Macquarie Telecom has opened a new data centre in Canberra to serve Federal Government agencies.

Built by Macquarie's data centre business, the $17 million facility falls under the Digital Transformation Agency’s sovereign data centre designation making it suitable for the most sensitive government workloads.

Called Intellicentre 5 (IC5) the facility is Macquarie's second data centre in Canberra and is in the same complex as the existing IC4, bringing total capacity in the Australian capital to four megawatts. The company has an additional three facilities in Sydney.

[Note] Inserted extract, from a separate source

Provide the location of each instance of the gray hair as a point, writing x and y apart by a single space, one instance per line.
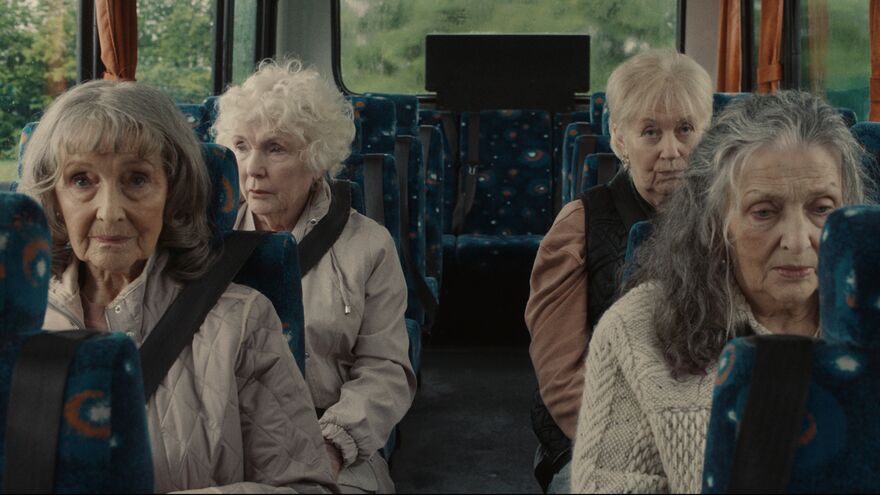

The project was first announced in July 2020 and will serve the company’s growing government business Macquarie Government. It adds to the capacity and adds secure offsite backup from the existing IC4 centre.

Macquarie said the new data centre is “a fully sovereign ecosystem in terms of supply chain, staff, and data access and storage”.

“Data and cloud demand has skyrocketed as the pandemic continues to bring forward years’ worth of IT and digital transformation projects,”Macquarie Data Centres chief David Hirst said in a statement.

“Ensuring that data remains secure, sovereign and within Australia’s borders is vital to protecting our national security and privacy interests – this facility embodies that need in every way.”

Macquarie employed Australian construction company Manteena on the project which has previously completed projects for the Australian Department of Defence and Department of Foreign Affairs and Trade.

The company said it used only Australian companies for the design, build and fit out of the data centre. Queanbeyan-based SRA Solutions provided data centre racks for IC5.

Macquarie said the build involved four kilometres of underground electrical conduit, 15 tons of copper in the main cables, and generators powerful enough to run 400 homes.

The company said the data centre was a boon for Macquarie’s Government business, which counts 42 per cent of Australian Federal and State government agencies as customers.

Macquarie Government boss Aidan Tudehope said in a statement that Government agencies could not risk having “all their data eggs in one basket”.

“Canberra needs greater diversity in its balance of data storage, protection and management, and the Australian Government wants greater competition in the local market that supports Government agencies," he said.

"IC5 is not just welcome, but necessary infrastructure for Government agencies that are increasing their cloud and IT needs.”